资源科学 ›› 2020, Vol. 42 ›› Issue (6): 1027-1039.doi: 10.18402/resci.2020.06.02

• 碳排放 • 上一篇    下一篇

全球贸易隐含碳净流动网络构建及社团发现分析

李晖1(), 姜文磊1, 唐志鹏2()   

  1. 1.青岛大学经济学院,青岛266061
    2.中国科学院地理科学与资源研究所,北京100101
  • 收稿日期:2019-07-26 修回日期:2020-05-10 出版日期:2020-06-25 发布日期:2020-08-25
  • 通讯作者: 唐志鹏
  • 作者简介:李晖,女,山东青岛人,副教授,主要从事投入产出技术与资源环境经济研究。E-mail: lihui@amss.ac.cn
  • 基金资助:
    国家自然科学基金国际(地区)合作与交流项目(41661144023);青岛市博士后应用研究项目(2016038)

Net embodied carbon flow network in global trade and community finding analysis

LI Hui1(), JIANG Wenlei1, TANG Zhipeng2()   

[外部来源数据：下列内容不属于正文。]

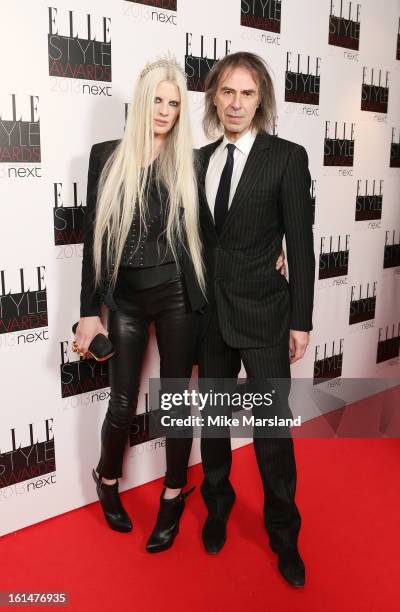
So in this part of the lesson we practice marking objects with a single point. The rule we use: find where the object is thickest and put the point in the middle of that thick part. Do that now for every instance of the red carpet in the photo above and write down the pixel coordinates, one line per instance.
(349, 497)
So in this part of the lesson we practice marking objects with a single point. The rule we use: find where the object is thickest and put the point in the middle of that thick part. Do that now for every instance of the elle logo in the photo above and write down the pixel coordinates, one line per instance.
(199, 64)
(362, 303)
(344, 30)
(23, 307)
(69, 221)
(261, 14)
(328, 363)
(388, 343)
(31, 453)
(339, 145)
(374, 91)
(83, 50)
(19, 129)
(369, 200)
(334, 259)
(391, 257)
(302, 79)
(81, 375)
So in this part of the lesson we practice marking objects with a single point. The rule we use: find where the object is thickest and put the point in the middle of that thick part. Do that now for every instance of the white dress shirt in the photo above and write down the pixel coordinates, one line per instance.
(218, 161)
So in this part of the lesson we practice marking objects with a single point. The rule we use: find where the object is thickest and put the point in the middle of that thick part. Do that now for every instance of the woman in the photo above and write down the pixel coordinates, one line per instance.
(142, 257)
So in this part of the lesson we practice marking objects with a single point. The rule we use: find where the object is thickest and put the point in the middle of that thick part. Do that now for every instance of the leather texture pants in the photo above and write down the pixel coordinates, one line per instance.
(176, 329)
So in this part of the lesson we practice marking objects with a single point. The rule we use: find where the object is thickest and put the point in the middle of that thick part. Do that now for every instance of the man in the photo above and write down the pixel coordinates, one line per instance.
(256, 189)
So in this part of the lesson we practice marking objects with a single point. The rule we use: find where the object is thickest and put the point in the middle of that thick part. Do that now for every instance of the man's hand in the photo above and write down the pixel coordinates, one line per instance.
(298, 342)
(280, 264)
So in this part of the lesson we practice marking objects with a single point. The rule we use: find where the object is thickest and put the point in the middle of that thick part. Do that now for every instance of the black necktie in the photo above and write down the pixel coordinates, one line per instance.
(224, 188)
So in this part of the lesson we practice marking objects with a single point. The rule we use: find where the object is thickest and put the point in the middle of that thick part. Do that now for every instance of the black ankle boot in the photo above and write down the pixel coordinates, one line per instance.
(167, 524)
(114, 512)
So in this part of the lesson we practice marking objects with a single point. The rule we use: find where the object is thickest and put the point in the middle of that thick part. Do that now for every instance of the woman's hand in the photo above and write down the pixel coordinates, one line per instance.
(87, 329)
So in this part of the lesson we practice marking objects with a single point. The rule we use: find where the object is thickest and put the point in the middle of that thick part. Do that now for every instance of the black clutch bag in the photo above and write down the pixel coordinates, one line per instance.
(100, 348)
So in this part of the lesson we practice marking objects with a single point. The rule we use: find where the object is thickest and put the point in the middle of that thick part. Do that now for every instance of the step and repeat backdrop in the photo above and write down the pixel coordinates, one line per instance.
(68, 69)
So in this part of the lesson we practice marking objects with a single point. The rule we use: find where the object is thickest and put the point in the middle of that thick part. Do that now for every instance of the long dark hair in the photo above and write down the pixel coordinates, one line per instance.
(265, 115)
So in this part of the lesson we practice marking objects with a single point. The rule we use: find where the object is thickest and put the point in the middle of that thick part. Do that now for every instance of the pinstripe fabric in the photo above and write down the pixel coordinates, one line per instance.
(252, 307)
(256, 305)
(275, 456)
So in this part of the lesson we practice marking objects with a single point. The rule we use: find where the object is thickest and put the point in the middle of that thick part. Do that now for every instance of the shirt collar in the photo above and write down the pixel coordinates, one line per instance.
(244, 143)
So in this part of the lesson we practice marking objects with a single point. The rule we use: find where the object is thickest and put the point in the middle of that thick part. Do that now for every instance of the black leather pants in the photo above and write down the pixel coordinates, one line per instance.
(177, 333)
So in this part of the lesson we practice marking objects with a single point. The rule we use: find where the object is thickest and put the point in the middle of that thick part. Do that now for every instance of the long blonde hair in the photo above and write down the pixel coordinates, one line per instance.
(122, 183)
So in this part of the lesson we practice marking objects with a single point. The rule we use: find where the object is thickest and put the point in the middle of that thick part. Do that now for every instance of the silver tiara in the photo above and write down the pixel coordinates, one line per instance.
(164, 62)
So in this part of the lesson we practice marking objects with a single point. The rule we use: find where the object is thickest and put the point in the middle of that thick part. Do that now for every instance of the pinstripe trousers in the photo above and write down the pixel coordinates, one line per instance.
(275, 455)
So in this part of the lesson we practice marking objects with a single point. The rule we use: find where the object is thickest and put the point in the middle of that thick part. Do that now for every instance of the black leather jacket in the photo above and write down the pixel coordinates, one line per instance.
(148, 253)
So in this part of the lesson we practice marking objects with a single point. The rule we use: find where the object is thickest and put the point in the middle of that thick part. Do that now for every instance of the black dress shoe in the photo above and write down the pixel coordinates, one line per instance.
(214, 534)
(292, 568)
(114, 512)
(167, 524)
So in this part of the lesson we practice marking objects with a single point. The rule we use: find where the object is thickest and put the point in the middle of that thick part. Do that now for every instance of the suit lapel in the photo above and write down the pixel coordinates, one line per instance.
(205, 155)
(254, 164)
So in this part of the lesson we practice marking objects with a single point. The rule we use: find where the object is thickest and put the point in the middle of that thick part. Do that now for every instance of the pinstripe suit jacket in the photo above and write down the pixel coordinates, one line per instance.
(256, 305)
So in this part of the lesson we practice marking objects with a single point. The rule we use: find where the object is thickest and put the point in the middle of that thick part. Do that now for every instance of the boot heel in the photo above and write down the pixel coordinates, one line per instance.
(115, 514)
(167, 524)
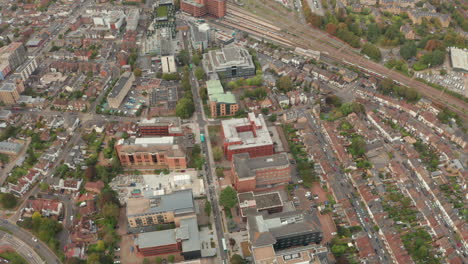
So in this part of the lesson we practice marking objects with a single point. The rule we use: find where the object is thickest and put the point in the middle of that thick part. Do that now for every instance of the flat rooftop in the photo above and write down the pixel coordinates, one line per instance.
(120, 85)
(262, 201)
(178, 202)
(247, 138)
(8, 87)
(246, 166)
(459, 58)
(154, 141)
(160, 121)
(187, 233)
(156, 238)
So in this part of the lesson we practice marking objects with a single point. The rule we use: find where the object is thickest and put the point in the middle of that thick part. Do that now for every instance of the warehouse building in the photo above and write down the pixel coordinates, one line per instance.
(230, 61)
(120, 90)
(246, 135)
(221, 103)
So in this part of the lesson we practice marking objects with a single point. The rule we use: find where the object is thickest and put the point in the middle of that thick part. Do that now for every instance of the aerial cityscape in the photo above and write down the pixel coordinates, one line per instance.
(234, 131)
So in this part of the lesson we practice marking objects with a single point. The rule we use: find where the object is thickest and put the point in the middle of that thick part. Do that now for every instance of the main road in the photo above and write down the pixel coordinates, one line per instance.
(202, 121)
(27, 238)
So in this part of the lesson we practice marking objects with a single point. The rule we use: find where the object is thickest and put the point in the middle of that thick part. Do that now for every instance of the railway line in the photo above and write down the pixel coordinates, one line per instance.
(293, 35)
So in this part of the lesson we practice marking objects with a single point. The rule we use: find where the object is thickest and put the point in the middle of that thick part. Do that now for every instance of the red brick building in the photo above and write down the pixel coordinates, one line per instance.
(152, 153)
(255, 174)
(198, 8)
(250, 203)
(161, 127)
(246, 135)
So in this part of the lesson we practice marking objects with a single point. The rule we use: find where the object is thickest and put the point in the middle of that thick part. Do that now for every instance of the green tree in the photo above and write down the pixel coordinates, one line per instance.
(43, 186)
(185, 108)
(183, 57)
(8, 200)
(4, 158)
(272, 118)
(93, 258)
(372, 51)
(200, 73)
(196, 58)
(408, 50)
(237, 259)
(338, 250)
(137, 72)
(217, 153)
(228, 198)
(357, 147)
(284, 84)
(111, 210)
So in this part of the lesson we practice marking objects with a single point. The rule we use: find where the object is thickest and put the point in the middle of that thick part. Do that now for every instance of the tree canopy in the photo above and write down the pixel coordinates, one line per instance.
(372, 51)
(228, 198)
(284, 84)
(185, 108)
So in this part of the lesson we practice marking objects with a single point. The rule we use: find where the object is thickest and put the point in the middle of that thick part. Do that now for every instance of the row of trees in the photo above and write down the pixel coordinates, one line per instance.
(185, 106)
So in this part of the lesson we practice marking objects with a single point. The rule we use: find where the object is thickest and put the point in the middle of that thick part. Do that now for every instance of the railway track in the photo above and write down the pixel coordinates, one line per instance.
(315, 39)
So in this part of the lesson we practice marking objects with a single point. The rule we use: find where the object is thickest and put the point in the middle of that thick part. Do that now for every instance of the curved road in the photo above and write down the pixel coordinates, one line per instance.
(26, 237)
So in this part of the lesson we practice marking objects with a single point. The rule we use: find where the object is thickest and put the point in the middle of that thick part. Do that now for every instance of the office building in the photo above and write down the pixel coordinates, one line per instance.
(168, 64)
(284, 230)
(246, 135)
(250, 203)
(200, 35)
(459, 59)
(260, 173)
(183, 240)
(11, 57)
(26, 69)
(154, 209)
(120, 90)
(152, 153)
(230, 61)
(10, 148)
(221, 103)
(198, 8)
(8, 93)
(160, 127)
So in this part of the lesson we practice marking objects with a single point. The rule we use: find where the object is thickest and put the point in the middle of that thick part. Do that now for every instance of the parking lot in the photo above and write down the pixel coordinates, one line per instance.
(454, 81)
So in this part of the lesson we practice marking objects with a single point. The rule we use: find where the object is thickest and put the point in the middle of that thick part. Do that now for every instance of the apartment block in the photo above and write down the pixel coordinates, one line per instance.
(154, 209)
(246, 135)
(260, 173)
(152, 153)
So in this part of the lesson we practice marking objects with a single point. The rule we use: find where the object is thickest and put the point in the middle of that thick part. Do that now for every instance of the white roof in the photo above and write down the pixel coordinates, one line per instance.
(459, 58)
(168, 64)
(154, 140)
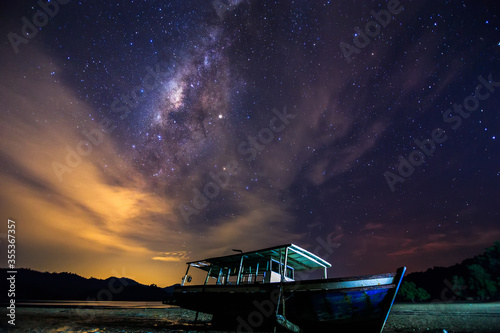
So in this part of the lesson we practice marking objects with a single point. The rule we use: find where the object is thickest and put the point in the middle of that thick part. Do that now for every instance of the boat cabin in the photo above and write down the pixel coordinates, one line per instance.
(275, 264)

  1. 1. School of Economics, Qingdao University, Qingdao 266061, China
    2. Institute of Geographic Sciences and Natural Resources Research, CAS, Beijing 100101, China
  • Received:2019-07-26 Revised:2020-05-10 Online:2020-06-25 Published:2020-08-25
  • Contact: TANG Zhipeng

摘要:

采用Eora数据库和MRIO多区域投入产出模型对2000年与2015年189个国家(地区)的国(区)内需求隐含碳排放量、出口隐含碳排放量和进口隐含碳排放量进行测算;在此基础上构建全球贸易隐含碳净流动网络,基于网络视角对全球贸易隐含碳流动及社团划分问题进行全局分析,揭示不同国家(地区)在全球贸易隐含碳流动网络中的地位及关系演变趋势。研究发现:①贸易隐含碳净流出是中国、印度、伊朗、哈萨克斯坦、阿尔及利亚、南非等发展中国家碳排放快速增长的关键原因之一,隐含碳净进口则对美国、日本、德国、英国、法国等发达国家的碳排放量下降贡献了重要力量;②虽然美国、日本、法国等国家的隐含碳净进口总量趋于下降,但是从中国、印度等主要隐含碳净进口地流入的隐含碳排放量却一直在增长,净进口来源地呈现集中趋势;③2000年与2015年全球隐含碳净流动网络均包含4个主要社团,社团核心由中国、俄罗斯、沙特阿拉伯、伊拉克转变为中国、印度、俄罗斯和沙特阿拉伯,其中中国和印度的社团核心地位加强,主导的社团规模不断扩大,俄罗斯和沙特阿拉伯的社团辐射能力则有所减弱。由于处于同一社团的各贸易国(地区)的隐含碳流动更为密切,因此,社团内部成员国可作为国际应对气候变化的重点支持对象。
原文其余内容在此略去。